Amazon Kindle Fire OS Update: 5 Fixes Outlined
Amazon released Wednesday yet another update to the software in its popular Kindle Fire tablet computer. The product, which has already shipped six million units, is only five weeks old but is already on its second software upgrade. This update, revision 6.2.1, addresses five problems that many Fire users found vexing:
- Access to Android Marketplace has been opened. Up to this release, Fire users trying to access the marketplace—where Android users go to find and purchase new apps for their devices—were redirected to Amazon's Android app store. However, most Fire users will only be window shopping at the marketplace since there's no easy way to link a Fire to a Google account, a necessary prerequisite for installing apps directly from the market to an Android device.
- Easy removal of items from the carousel. When apps are opened they appear in a carousel on the home page. Now apps can be ditched from the carousel with a prolonged press and a poke of a prompt. Apps removed from the carousel, though, will reappear when they're relaunched.

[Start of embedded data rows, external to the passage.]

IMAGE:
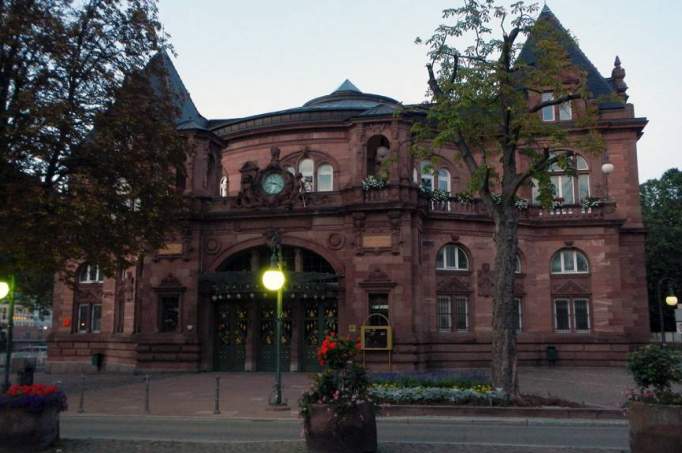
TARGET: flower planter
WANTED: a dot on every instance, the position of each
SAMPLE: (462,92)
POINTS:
(23,429)
(355,431)
(654,428)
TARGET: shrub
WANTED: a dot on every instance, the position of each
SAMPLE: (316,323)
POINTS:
(655,367)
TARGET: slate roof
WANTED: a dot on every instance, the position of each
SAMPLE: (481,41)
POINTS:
(596,83)
(188,115)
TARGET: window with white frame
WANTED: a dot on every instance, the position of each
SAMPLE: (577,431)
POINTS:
(549,112)
(569,261)
(224,188)
(307,170)
(325,178)
(571,314)
(452,313)
(90,273)
(569,188)
(426,172)
(452,258)
(444,184)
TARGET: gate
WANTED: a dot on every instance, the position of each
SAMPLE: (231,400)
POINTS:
(231,332)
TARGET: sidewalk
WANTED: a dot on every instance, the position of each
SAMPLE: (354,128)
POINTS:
(245,395)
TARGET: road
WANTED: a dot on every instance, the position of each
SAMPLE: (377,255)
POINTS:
(604,434)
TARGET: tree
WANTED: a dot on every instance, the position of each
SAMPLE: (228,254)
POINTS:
(486,104)
(662,212)
(88,143)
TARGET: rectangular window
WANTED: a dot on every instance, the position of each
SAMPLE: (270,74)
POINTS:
(82,318)
(562,315)
(461,313)
(170,314)
(582,315)
(378,305)
(548,112)
(518,314)
(96,318)
(565,111)
(583,186)
(444,313)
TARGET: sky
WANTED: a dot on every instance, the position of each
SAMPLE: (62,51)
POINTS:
(240,58)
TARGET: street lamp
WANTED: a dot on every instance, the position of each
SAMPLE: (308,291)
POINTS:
(670,300)
(273,280)
(7,292)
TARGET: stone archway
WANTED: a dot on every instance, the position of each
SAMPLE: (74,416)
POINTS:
(244,312)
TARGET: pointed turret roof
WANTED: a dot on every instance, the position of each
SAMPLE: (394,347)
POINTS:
(596,83)
(188,115)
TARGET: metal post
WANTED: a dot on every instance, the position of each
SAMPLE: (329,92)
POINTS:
(278,334)
(10,330)
(81,402)
(660,310)
(216,409)
(146,394)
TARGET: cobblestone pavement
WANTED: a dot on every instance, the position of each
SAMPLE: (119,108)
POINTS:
(246,394)
(107,446)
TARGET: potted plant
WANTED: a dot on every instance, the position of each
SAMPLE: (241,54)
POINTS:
(29,417)
(654,410)
(338,415)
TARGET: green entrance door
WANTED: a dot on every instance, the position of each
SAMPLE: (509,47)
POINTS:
(319,320)
(266,356)
(232,321)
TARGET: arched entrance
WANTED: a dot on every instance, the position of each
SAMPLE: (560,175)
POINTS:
(244,331)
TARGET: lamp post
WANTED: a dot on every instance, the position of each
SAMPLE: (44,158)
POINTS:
(670,300)
(7,291)
(273,280)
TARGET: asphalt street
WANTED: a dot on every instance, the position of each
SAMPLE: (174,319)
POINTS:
(603,434)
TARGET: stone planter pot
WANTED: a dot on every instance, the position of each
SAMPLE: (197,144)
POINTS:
(22,430)
(654,428)
(356,432)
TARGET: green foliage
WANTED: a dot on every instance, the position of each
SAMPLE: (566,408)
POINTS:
(343,384)
(661,201)
(88,143)
(655,367)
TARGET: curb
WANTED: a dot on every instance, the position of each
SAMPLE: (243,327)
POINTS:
(408,410)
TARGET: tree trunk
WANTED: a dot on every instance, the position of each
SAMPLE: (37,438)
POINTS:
(504,360)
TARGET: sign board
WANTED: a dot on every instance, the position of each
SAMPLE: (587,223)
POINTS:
(376,338)
(376,241)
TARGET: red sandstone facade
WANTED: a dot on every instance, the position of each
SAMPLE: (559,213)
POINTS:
(380,246)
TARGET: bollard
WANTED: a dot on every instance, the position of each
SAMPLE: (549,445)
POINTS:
(81,403)
(146,394)
(216,409)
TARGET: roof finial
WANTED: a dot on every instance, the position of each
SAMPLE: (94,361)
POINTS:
(617,79)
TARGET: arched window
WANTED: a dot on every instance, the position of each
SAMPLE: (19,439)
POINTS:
(569,188)
(307,169)
(570,261)
(90,273)
(224,186)
(325,178)
(444,184)
(426,170)
(452,258)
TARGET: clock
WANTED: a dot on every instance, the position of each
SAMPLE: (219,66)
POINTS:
(273,183)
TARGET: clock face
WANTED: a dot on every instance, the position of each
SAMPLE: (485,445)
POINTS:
(273,183)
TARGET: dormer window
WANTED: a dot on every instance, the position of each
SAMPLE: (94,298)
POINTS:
(549,113)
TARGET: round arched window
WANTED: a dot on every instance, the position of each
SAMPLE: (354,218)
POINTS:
(452,258)
(570,261)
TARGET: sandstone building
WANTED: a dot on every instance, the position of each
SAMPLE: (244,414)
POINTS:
(297,175)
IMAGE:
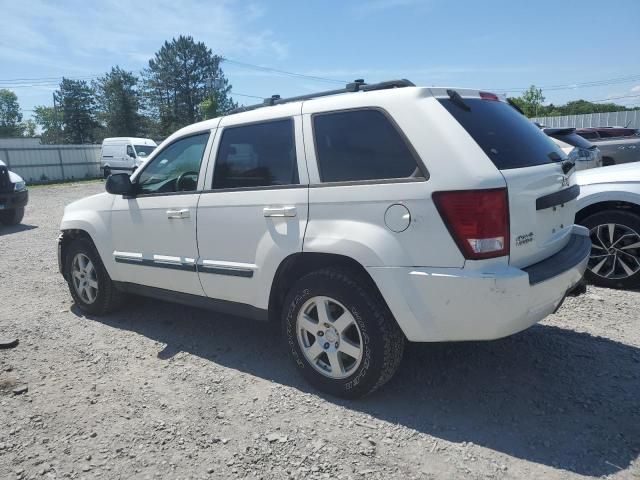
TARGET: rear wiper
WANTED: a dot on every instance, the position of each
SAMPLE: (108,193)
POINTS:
(457,100)
(515,105)
(567,166)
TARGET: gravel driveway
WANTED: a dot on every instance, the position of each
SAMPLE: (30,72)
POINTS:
(166,391)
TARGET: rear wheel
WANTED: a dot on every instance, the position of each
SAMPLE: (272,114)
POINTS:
(615,249)
(89,283)
(340,334)
(12,216)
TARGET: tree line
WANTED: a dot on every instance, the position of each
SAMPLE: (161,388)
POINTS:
(182,84)
(531,103)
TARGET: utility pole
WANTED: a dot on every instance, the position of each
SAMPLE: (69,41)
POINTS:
(55,114)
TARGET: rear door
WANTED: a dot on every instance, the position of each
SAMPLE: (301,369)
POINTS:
(253,212)
(542,198)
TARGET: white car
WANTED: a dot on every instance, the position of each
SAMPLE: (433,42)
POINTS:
(609,206)
(14,196)
(580,151)
(120,154)
(353,220)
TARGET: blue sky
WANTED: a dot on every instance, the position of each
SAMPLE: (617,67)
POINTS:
(497,45)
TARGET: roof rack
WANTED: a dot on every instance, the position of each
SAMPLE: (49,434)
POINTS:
(355,86)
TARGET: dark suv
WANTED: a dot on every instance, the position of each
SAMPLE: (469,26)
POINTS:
(596,133)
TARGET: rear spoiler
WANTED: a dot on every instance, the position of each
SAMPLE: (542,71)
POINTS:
(558,131)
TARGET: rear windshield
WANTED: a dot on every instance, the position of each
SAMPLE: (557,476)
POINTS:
(505,135)
(144,150)
(573,139)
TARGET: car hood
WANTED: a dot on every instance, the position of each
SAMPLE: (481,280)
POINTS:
(99,201)
(624,173)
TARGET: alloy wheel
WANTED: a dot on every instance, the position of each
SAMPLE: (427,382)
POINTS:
(615,251)
(329,337)
(85,278)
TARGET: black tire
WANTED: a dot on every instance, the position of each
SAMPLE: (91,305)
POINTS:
(382,340)
(12,217)
(623,218)
(108,298)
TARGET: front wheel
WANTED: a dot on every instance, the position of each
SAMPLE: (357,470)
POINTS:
(12,217)
(340,334)
(615,249)
(89,283)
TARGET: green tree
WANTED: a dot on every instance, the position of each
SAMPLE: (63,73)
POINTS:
(50,122)
(531,101)
(77,103)
(179,78)
(10,114)
(118,103)
(29,128)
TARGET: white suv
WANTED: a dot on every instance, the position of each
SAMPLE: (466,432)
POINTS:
(357,219)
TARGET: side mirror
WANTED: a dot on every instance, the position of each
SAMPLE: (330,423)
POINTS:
(119,184)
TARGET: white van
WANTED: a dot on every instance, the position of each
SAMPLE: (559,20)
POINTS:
(124,153)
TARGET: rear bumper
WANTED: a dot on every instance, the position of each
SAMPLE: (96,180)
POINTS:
(13,200)
(451,304)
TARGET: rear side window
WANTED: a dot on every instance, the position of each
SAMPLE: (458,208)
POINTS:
(504,134)
(257,155)
(361,145)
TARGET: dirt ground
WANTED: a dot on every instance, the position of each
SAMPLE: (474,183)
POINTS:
(165,391)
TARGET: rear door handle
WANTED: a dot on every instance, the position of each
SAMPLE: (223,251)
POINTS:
(279,211)
(182,213)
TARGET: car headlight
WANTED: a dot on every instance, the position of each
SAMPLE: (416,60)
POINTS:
(581,155)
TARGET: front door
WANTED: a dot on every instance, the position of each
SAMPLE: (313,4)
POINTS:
(253,212)
(154,233)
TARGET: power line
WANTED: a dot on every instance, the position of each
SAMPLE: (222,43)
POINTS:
(613,98)
(282,72)
(574,86)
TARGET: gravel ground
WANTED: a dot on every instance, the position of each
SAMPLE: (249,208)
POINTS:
(165,391)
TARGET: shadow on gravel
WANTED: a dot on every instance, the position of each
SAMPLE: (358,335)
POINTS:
(552,396)
(8,229)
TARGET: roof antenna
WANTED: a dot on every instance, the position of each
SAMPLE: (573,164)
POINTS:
(272,100)
(355,86)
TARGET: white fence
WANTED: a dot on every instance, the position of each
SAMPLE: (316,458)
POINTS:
(629,118)
(48,163)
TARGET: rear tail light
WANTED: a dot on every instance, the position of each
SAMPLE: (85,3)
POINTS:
(478,221)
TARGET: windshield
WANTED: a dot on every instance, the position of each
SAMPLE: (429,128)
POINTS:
(506,136)
(144,150)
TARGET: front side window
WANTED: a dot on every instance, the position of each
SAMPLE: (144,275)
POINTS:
(257,155)
(361,145)
(176,168)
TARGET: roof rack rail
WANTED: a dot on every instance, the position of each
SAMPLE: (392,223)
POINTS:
(355,86)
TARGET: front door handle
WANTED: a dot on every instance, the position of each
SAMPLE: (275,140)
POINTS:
(182,213)
(279,211)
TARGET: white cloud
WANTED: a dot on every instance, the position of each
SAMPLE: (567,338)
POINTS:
(78,33)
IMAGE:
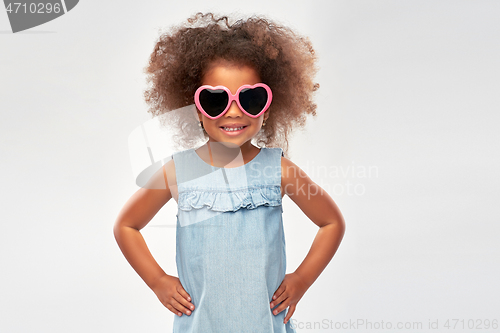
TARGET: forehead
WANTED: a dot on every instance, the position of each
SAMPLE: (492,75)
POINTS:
(230,75)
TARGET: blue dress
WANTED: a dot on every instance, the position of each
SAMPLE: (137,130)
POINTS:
(230,250)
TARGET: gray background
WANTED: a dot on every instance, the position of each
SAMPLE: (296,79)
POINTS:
(409,88)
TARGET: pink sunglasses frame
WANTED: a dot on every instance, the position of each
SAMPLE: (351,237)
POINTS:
(232,98)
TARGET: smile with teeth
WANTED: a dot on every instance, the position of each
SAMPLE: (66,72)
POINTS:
(231,129)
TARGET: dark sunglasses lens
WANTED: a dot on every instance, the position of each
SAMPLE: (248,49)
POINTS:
(213,102)
(253,100)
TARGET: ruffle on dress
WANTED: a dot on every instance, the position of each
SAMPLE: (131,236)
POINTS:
(230,201)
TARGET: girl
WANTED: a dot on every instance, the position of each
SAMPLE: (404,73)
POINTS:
(250,80)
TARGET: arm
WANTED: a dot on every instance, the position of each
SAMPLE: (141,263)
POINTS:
(318,206)
(135,215)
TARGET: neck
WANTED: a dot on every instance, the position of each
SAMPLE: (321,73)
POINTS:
(226,154)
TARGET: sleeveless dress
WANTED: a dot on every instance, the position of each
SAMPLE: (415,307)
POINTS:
(230,250)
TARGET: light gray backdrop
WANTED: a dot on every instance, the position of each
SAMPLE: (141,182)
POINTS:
(407,117)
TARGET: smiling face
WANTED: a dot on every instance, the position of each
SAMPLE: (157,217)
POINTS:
(222,130)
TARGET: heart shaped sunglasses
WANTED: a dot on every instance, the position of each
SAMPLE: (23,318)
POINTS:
(214,102)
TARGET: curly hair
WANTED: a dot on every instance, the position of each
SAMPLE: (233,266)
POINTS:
(284,60)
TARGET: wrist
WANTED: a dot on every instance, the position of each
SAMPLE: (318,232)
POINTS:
(156,281)
(304,277)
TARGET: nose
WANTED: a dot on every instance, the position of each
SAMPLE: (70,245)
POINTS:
(234,110)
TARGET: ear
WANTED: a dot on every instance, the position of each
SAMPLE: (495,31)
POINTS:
(266,115)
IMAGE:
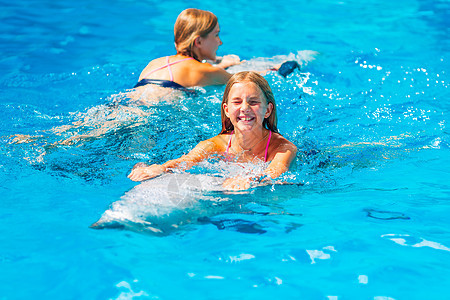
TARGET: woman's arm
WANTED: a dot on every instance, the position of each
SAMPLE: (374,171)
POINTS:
(228,61)
(282,160)
(203,150)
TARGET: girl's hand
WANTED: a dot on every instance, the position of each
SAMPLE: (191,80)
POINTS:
(140,173)
(237,183)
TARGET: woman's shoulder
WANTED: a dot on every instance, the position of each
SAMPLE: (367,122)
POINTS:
(220,141)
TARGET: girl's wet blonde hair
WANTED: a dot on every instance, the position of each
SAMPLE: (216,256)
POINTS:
(191,24)
(249,76)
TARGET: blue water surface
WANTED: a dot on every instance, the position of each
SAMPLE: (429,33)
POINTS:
(365,215)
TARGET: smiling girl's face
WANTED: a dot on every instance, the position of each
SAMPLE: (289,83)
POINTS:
(247,107)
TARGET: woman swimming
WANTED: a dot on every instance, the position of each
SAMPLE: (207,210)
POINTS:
(196,39)
(249,134)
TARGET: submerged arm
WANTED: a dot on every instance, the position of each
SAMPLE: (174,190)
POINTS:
(199,153)
(280,164)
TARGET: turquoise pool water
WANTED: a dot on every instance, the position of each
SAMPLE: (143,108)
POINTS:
(365,218)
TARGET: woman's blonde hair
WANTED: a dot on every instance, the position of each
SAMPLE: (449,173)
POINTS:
(191,24)
(249,76)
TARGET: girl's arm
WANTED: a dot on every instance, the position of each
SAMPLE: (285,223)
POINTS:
(280,164)
(203,150)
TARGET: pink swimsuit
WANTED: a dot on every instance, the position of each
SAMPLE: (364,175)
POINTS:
(168,67)
(267,146)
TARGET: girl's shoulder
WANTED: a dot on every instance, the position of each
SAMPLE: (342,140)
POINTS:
(280,143)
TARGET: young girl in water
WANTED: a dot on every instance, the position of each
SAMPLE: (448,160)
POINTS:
(196,39)
(249,134)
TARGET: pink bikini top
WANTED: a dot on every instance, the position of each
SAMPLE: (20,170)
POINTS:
(168,67)
(267,146)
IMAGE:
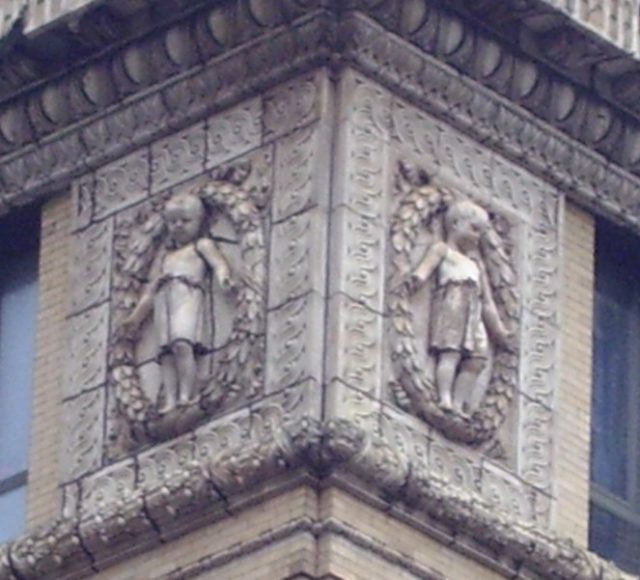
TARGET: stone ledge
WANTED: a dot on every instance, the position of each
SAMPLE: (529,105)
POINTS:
(71,547)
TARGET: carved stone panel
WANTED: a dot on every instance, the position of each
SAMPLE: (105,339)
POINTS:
(234,132)
(122,183)
(200,245)
(449,333)
(177,157)
(83,433)
(292,105)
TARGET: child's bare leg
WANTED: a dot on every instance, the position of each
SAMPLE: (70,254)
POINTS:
(466,381)
(445,375)
(187,370)
(170,382)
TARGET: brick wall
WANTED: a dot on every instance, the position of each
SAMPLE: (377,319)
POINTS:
(43,493)
(574,394)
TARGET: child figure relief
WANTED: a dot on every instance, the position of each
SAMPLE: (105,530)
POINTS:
(176,294)
(464,319)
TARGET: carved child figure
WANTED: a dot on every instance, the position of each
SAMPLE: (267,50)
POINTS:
(176,293)
(464,316)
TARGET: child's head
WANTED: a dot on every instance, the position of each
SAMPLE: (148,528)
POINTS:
(184,215)
(466,221)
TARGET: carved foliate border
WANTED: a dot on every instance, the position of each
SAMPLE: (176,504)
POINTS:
(386,128)
(128,518)
(401,62)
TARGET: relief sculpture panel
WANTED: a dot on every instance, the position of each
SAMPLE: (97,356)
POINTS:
(173,263)
(456,368)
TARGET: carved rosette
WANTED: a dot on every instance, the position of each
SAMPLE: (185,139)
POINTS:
(238,368)
(420,204)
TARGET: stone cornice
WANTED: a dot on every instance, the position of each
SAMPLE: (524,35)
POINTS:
(206,75)
(71,547)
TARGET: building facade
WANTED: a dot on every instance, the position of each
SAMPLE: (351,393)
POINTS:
(316,288)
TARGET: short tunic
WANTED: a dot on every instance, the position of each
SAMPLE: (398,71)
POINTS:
(456,312)
(179,314)
(180,300)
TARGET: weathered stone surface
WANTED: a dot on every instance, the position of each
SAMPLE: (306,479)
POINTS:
(178,157)
(122,183)
(87,364)
(234,132)
(91,266)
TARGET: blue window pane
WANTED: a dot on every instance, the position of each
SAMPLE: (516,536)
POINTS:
(18,307)
(12,513)
(612,373)
(614,539)
(616,364)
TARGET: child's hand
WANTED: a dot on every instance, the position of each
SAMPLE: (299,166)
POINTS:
(228,284)
(131,325)
(413,282)
(506,339)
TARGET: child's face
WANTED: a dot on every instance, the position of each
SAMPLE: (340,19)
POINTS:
(184,219)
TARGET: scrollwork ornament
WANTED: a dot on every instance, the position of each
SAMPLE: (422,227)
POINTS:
(474,312)
(163,269)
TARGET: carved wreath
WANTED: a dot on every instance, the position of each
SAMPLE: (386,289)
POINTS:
(239,368)
(420,205)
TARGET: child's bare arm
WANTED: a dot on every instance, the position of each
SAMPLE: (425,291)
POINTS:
(430,261)
(145,305)
(216,261)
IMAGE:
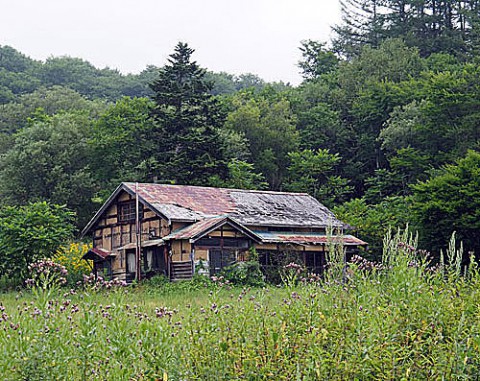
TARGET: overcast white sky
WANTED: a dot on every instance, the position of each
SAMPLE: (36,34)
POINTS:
(242,36)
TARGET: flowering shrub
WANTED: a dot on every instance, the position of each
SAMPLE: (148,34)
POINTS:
(291,273)
(70,256)
(98,283)
(46,274)
(46,277)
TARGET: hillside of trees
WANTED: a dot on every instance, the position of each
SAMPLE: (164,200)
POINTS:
(384,129)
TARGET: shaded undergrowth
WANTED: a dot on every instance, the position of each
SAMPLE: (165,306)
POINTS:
(401,320)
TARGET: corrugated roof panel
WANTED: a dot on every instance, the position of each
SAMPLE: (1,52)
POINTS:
(261,208)
(308,238)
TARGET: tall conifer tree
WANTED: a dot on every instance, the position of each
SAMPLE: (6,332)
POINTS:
(187,116)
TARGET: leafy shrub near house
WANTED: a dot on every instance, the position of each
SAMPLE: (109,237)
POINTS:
(244,273)
(30,233)
(70,256)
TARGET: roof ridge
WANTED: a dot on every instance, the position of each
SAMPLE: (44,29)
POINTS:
(132,186)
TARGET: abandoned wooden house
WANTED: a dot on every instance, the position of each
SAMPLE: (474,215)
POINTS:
(148,229)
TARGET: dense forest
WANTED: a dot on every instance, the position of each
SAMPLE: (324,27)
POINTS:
(384,129)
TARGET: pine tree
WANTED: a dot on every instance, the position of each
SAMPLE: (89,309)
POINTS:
(188,148)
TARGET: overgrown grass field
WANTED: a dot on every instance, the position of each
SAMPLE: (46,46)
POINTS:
(401,320)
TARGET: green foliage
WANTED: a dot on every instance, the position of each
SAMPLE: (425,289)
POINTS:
(244,273)
(121,145)
(432,26)
(242,175)
(48,160)
(449,201)
(189,150)
(30,233)
(313,172)
(266,121)
(371,222)
(397,322)
(316,59)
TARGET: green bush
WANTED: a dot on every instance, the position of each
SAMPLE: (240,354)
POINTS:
(245,274)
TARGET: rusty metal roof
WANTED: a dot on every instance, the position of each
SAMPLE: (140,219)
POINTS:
(254,208)
(308,238)
(184,203)
(200,229)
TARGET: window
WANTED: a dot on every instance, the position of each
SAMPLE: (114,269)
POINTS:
(131,265)
(127,211)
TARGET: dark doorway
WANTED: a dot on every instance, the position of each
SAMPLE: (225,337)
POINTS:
(220,259)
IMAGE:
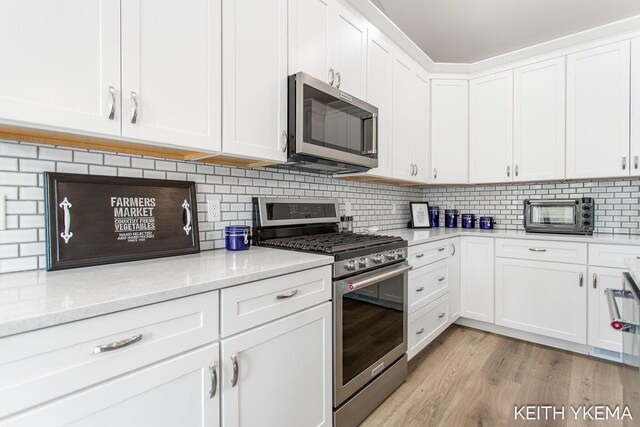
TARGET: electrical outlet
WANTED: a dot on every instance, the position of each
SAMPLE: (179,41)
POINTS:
(213,209)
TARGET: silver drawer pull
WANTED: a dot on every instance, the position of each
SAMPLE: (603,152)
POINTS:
(117,345)
(288,294)
(214,380)
(236,369)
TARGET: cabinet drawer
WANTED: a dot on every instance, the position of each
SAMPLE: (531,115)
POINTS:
(38,366)
(427,283)
(253,304)
(542,250)
(426,324)
(428,253)
(612,255)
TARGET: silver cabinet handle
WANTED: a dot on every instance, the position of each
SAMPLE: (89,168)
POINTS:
(214,380)
(117,345)
(288,294)
(236,369)
(581,278)
(134,108)
(186,207)
(112,104)
(66,234)
(284,141)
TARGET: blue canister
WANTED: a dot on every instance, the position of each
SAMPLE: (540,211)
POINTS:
(237,237)
(434,216)
(486,222)
(451,218)
(468,221)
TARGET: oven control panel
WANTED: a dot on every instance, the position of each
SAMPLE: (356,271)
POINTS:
(365,262)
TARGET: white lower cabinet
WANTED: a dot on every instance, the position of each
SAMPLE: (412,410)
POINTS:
(476,278)
(544,298)
(601,334)
(182,390)
(280,374)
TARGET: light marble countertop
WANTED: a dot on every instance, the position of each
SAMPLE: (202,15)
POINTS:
(38,299)
(418,236)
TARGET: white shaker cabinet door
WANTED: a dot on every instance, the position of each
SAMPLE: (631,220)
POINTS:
(598,112)
(449,131)
(283,372)
(309,38)
(379,93)
(635,107)
(539,121)
(61,64)
(171,72)
(491,128)
(254,75)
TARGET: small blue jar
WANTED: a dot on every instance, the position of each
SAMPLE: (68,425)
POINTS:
(237,237)
(486,222)
(434,216)
(468,221)
(451,218)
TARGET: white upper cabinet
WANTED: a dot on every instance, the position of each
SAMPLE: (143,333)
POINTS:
(171,72)
(379,94)
(491,128)
(61,64)
(309,38)
(539,121)
(254,78)
(635,107)
(598,112)
(328,41)
(449,131)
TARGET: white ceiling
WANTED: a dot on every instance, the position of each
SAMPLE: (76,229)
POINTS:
(466,31)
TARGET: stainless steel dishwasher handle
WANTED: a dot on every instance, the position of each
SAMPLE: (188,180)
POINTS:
(117,345)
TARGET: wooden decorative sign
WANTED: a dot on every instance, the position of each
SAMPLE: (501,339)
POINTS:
(95,220)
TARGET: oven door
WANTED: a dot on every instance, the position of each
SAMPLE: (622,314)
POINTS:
(370,326)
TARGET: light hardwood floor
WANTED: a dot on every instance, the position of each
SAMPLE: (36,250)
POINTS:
(469,377)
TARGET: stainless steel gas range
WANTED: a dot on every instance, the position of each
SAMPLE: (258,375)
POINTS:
(370,275)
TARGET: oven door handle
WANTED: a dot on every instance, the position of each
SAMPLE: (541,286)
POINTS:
(354,286)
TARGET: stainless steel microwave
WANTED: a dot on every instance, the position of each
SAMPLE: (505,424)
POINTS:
(566,216)
(329,130)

- Jail breaking Fire with one-click rooting apps is blocked. Users root their devices for various reasons including to improve performance, remove hardware bottlenecks, install apps on storage cards and add features unavailable to the device any other way. For the adverturous, the rooting limitation in the latest upgrade can be surmounted through use of a pre-root kit.
- Ability to impose restrictions on Wi-Fi access. If your Fire is a family device, you'll especially appreciate this modification of the unit's software. It allows you to password protect access to any Wi-Fi network from the device, a good way to keep children from accessing the Internet with the unit without your permission.
- Under the hood tweaks for better performance. Early reports from users are saying they've noticed navigation was smoother and the touchscreen more responsive after the latest upgrade was installed, although the tablet still lacks the fluidity of an iPad.
In addition to its early Christmas gift to Fire users, Amazon also had a goodie for Apple iOS devotees: a new version of its Kindle software, revision 2.9, which added a new scrolling menu for faster access to content, an email to Kindle feature, improved support for reading PDF files, access to more than 400 magazines previously only available to Kindle hardware users and support of print-replica textbooks, which should make life for students easier and help them trim their expenses as well.